My settings are: Running Spark 2.1 on 3 node YARN cluster with 160 GB.
Dynamic allocation turned on. spark.executor.memory=6G,
spark.executor.cores=6
First, I am reading hive tables: orders(329MB) and lineitems(1.43GB) and
doing left outer join.
Next, I apply 7 different filter conditions based on joined
dataset(something line var line1=joinedDf.filter("linenumber=1"),var
line2=joinedDf.filter("l_linenumber=2, etc). Because I'm doing filter on
joned dataset multiple times, I thought doing a persist(MEMORY_ONLY)
should
help here as the joined dataset will fit fully in memory.
1. I noticed that with persist, spark job takes longer time to run than
non-persist(3.5 mins vs 3.3 mins). With persist, the DAG shows that a
single
stage got created for persist and other downstream jobs are waiting for
the
persist to complete. Does that mean persist is a blocking call? Or do
stages
in other jobs start processing as and when persisted blocks become
available?
2. In non-persist case, different jobs are creating different stages to
read
the same data. Data is read multiple times in different stages, but this
is
still is turning out to be faster than the persist case.

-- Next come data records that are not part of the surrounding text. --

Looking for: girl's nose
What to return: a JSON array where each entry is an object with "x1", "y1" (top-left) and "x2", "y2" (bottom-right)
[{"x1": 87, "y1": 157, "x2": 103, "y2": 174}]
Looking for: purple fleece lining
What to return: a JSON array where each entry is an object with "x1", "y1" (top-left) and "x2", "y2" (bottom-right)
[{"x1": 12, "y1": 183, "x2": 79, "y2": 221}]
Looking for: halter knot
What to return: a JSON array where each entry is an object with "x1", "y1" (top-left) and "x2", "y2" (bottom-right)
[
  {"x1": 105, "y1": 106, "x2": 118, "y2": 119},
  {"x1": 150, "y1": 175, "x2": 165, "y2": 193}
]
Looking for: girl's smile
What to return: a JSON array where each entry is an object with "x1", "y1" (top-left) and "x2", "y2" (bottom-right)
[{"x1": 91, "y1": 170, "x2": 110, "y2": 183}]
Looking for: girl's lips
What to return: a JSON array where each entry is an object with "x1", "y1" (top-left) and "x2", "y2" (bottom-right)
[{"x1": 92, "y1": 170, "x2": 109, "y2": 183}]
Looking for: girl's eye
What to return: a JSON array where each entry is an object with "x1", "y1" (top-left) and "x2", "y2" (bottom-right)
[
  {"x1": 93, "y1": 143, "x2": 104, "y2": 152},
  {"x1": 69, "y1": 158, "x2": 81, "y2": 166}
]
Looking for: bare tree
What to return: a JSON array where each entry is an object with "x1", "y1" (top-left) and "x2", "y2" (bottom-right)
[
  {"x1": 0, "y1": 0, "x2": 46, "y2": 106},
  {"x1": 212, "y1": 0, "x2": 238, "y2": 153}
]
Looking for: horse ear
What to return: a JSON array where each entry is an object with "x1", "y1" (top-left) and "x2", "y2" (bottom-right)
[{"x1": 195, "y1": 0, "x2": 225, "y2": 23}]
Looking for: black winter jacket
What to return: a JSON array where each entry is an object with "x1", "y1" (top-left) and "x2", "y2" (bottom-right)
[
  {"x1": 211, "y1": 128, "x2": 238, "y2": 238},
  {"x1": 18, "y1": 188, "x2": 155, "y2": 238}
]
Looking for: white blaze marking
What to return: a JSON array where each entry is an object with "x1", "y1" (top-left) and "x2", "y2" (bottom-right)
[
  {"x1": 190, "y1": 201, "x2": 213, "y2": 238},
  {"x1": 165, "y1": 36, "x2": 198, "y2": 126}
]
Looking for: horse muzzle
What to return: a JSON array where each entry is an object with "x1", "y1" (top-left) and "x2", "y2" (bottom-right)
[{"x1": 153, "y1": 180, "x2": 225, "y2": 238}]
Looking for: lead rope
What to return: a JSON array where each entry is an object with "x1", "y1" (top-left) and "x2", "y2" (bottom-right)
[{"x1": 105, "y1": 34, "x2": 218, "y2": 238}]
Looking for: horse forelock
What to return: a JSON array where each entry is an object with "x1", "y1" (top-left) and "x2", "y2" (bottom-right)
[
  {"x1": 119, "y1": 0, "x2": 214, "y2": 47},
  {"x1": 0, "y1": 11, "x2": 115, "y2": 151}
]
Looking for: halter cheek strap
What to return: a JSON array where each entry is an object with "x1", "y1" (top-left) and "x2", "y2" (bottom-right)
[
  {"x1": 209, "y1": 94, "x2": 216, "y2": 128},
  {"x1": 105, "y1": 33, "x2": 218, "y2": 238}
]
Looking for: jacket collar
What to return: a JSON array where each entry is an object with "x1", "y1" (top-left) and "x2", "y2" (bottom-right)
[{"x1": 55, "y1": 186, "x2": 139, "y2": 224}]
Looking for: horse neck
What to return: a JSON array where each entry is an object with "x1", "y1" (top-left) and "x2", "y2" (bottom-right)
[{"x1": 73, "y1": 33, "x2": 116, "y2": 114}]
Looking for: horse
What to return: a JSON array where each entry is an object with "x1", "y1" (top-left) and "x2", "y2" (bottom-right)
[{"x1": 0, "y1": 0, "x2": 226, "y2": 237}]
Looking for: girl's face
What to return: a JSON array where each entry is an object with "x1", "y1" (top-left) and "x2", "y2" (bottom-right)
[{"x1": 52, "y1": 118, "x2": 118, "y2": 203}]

3. With larger data sets, persist actually causes executors to run out
of
memory: Java heap space. Without persist, the spark jobs complete just
fine.
I looked at some other suggestions here: Spark
java.lang.OutOfMemoryError:
Java heap space I tried increasing/decreasing executor cores,
persisting
with disk only, increasing partitions, modifying storage ratio, but
nothing
seems to help with executor memory issues.

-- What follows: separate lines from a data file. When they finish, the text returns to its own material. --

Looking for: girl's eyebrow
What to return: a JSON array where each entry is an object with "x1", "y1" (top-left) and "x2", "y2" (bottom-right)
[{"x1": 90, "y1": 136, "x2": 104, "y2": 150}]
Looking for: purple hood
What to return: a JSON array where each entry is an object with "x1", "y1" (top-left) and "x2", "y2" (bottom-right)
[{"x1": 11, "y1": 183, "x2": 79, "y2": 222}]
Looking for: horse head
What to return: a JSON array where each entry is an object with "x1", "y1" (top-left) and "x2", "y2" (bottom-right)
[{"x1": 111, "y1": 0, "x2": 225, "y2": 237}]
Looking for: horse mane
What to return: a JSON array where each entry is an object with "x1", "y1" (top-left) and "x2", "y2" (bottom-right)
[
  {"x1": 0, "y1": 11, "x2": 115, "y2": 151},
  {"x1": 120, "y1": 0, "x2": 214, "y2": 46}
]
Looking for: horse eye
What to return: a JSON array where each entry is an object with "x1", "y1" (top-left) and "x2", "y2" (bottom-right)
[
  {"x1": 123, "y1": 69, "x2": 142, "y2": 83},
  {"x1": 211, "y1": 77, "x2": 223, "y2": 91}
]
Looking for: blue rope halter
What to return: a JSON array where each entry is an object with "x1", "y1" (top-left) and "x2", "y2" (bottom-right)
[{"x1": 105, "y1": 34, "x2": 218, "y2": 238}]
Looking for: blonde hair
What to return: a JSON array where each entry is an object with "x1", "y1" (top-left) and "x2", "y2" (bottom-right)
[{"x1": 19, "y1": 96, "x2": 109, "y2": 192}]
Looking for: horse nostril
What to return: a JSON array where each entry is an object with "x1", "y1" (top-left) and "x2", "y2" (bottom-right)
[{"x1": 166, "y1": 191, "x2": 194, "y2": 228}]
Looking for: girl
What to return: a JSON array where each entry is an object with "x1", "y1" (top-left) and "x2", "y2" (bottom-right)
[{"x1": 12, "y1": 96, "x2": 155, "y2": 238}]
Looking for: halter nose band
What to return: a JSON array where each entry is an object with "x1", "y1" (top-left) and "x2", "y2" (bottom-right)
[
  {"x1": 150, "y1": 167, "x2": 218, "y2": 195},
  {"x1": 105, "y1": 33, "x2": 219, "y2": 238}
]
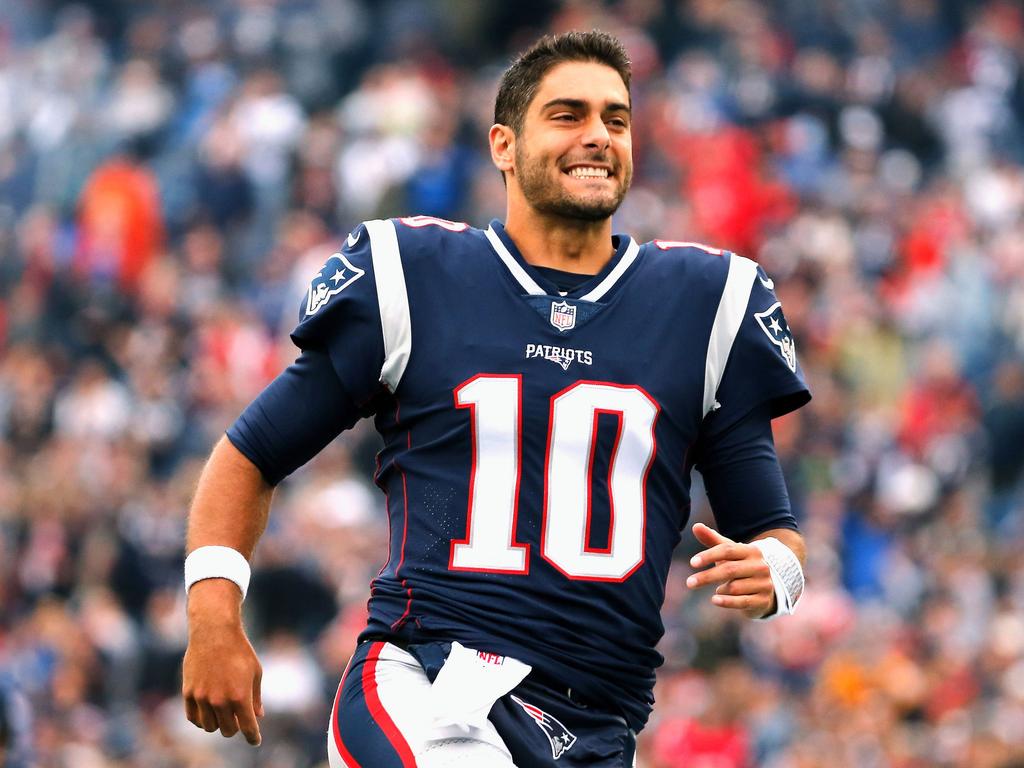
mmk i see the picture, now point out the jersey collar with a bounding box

4. Also, I posted this on stack overflow and tried those suggestions of
persisting joined dataset and doing a count before apply filter conditions,
but that did not improve persist performance:
https://stackoverflow.com/questions/46101585/persist-slower-than-non-persist-calls
Would appreciate if someone could mention how persist works, in what
cases
it is faster than not-persisting and more importantly, how to go about
troubleshooting out of memory issues.